Княгиня затрепетала: она угадала своим сердцем, что минута расчета с жизнью пришла, что от нее не уйти, что ее влекут на суд разъяренной толпы хлопов, и это последнее сознание пробудило в ней чувство презрения к своим судьям, — она гордо подняла свое княжье чело и твердою поступью вышла за Чарнотой на ганок.
Появление Чарноты и Виктории заставило сразу умолкнуть толпу; величественная красота ее и горделивое, непреклонное выражение лица произвели даже на закаленных в боях воинов сильное впечатление.
— Что, панове-товарищи, хороша ли моя коханка? — обратился к толпе Чарнота.
— Хороша, что и говорить! Писаная, малеваная! — раздался кругом одобрительный шепот.
— А заслужил ли я у вас, панове, чем-либо, чтоб сохранить за собой эту добычу, эту красу?
— Заслужил, заслужил! Живи с ней, — кричали уже иные, — ты наш любый атаман, все за тобой пойдем!
— Спасибо, друзи! — ответил глухо Чарнота и продолжал порывисто: — А что, панове-товарыство, ожидает того, кто изменяет отчизне и предает названных братьев врагам?
— Смерть! — раздался один страшный и единодушный крик.
— Смотрите ж и знайте, что такое козацкая правда! — вскрикнул Чарнота, и быстрее молнии сверкнул клинок в руке козака... Послышался свист, мелкий шипящий звук, и чудная голова с раскрытыми от ужаса глазами упала на крыльцо и покатилась по ступенькам к ногам ошеломленных козаков.

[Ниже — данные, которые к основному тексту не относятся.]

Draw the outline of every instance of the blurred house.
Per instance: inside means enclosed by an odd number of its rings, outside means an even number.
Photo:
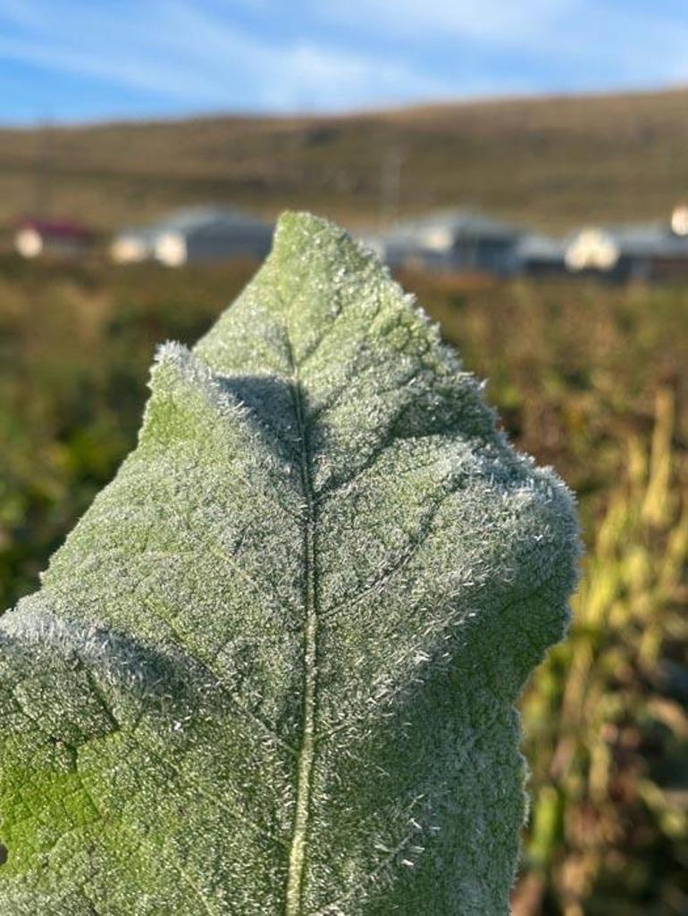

Ахнула от ужаса и занемела толпа, а Чарнота, не оглянувшись на грузно упавший за ним труп, бросился вперед и закричал не своим голосом:
— А теперь, друзья, пойдем к гетману и спросим его, почему он не ведет нас на Варшаву?
— Ох, Зося, что с тобою, ты так бледна? Опять что-нибудь недоброе?
— Моя злота, моя ясна пани, такие ужасы творятся кругом, — видно, наступают наши последние дни! Все панство сбегается со всех сторон сюда, в Збараж!
{422}
Скоро нельзя будет найти в городе ни одной свободной норки, а там, за этими стенами, в открытом поле, ужас и смерть... Кругом снует осатанелое хлопство.
— Езус-Мария! Но что же слышно... там... среди панов?
Я избегаю их.
— Ох, пани! От одних рассказов волосы подымаются на голове. Все, все предсказывает нам гибель! Сегодня в полдень, — это случилось при всех, — на небе не было ни единой хмарки, и вдруг ударила молния прямо в знамя гетмана Фирлея и разбила его пополам, а когда начали копать жолнеры окопы, то все выкапывали скелеты и кости... Ночью все видели на небе над нами кровавый крест. Слава богу, что хоть князь Иеремия согласился присоединиться к нам, на него только надежда.
— Но кто упросил его, не знаешь?
— Сам гетман Лянцкоронский; говорят, что гетман Фирлей предлагал князю уступить свое регимеитарство, но князь расплакался и сказал, что готов служить под начальством такого почтенного старика. Ох, только что же теперь поможет нам и князь? Хмельницкий уже выступил, а у него, говорят, столько войска, что солнца свет темнеет, когда оно движется перед ним!
— О свента матко! Что ж это будет с нами? — простонала Марылька, заламывая руки.
— Несчастие, горе, пани! Если нам не удастся вернуться к гетману Богдану, мы погибли!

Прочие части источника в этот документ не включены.